We all know this, and most of us have developed more or less successful strategies for dealing with them. All have problems: calling on students directly to shift the dominance tends to intimidate the silent; interventions tend to be understood as evaluations. So, "yes, good, any other thoughts?" tends to shut discussion down because the "authority" has approved, whereas the noncommittal silence followed by "anyone else?" tends to shut discussion down because it's understood as "Wrong."

And so forth. Some the problems we don't often recognize tend to be structural: the first response to a question or proposition intended to stimulate thought and discourse tends to shape the entire discussion; those who might have thought of a different approach entirely are sucked into the wake of the discussion and often forget what their original response was; those who tend to be less aggressive in participation end up discussing someone else's idea rather than their own; if the discussion is unilaterally wrenched in another direction by the teacher's intervention it becomes her interrupted lecture rather than a true dialogue.

Even though such problems are part of the territory, I, like most of my colleagues, believe there's something irreplaceably valuable about helping students formulate and take responsibility for their ideas, place them into a polite but uncompromising academic environment, and learn from being wrong, or partial, or even from coming up with ideas that impress and engage others. My career choice, in fact, was governed -- over a half century ago -- by the conviction that academia was the only place (the only place I knew of, anyway) where such discussions regularly took place.

One idea I've been working with for some years seems to me helpful in creating such discussions; among other things, it seems to help me to engage a wider proportion of the class in the conversation.
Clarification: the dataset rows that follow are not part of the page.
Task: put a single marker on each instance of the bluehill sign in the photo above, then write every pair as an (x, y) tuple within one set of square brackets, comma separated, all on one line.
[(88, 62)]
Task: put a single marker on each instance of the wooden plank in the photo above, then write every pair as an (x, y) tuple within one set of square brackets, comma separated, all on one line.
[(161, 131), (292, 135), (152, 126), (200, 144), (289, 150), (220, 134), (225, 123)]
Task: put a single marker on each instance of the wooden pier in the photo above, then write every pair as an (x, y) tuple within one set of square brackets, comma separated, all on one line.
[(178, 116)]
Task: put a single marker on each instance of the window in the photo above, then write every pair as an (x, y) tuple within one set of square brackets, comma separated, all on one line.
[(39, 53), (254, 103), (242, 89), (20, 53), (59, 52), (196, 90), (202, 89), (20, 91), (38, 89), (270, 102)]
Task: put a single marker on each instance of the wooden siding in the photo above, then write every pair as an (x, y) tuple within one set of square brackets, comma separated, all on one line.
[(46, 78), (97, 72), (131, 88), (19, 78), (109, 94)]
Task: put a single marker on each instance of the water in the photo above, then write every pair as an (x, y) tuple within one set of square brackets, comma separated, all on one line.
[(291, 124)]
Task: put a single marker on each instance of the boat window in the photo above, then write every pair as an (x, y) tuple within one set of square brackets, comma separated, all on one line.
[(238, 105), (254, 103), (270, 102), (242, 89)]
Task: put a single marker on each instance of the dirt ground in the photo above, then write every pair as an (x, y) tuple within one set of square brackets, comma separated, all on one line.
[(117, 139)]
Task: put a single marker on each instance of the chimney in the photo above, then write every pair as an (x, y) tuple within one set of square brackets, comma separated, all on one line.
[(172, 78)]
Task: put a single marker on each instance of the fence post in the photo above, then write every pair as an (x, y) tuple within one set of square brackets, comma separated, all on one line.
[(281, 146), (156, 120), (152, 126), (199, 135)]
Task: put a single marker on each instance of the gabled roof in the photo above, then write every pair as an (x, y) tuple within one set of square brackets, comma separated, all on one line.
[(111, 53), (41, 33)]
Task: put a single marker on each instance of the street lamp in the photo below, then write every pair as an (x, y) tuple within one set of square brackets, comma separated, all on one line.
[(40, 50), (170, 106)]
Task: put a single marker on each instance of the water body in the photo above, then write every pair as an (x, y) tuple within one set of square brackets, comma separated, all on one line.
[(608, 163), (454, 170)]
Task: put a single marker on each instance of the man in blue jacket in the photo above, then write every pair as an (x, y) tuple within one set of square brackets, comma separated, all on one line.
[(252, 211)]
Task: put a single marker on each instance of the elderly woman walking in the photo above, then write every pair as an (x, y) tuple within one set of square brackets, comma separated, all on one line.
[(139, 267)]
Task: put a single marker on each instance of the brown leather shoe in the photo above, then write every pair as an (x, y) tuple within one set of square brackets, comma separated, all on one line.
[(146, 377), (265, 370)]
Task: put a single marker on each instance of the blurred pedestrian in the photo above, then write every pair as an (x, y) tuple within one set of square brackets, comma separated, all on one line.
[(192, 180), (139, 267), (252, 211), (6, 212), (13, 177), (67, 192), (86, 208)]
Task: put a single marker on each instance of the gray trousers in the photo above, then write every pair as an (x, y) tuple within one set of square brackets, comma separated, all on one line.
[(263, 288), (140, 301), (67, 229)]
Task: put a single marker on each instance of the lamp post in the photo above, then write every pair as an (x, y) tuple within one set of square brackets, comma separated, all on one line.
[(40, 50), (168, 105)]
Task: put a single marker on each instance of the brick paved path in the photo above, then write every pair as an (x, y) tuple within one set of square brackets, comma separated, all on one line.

To structure that discussion, or to get it started, I use a deck of 3X5 cards, each with a class member's name on it. I usually have them fill out the cards at the beginning of the course, and use them regularly. To start, I say that we're going to do a round (if there are more students in the class than I'm likely to have time for in a session, I say we're going to do a round until we run out of time).

I shuffle the cards, and deal them out one at a time. Students whose name comes up have the floor -- just as in a usual "round," they can pass if they like with no opprobrium, or they can say what they think relevant. As in a round, the speaker has the floor, and then we pass on to the next one (I often remind students that if someone says something they want to respond to, they should make a note). When the round is done, the floor is open for discussion.

There are, of course, variations; sometimes one can allow or encourage in-process responses; sometimes a student can, rather than simply passing, ask to have her card put back in the deck. I often hand the deck to a student in the class to call the names, as a way of making me less the focus of discussion.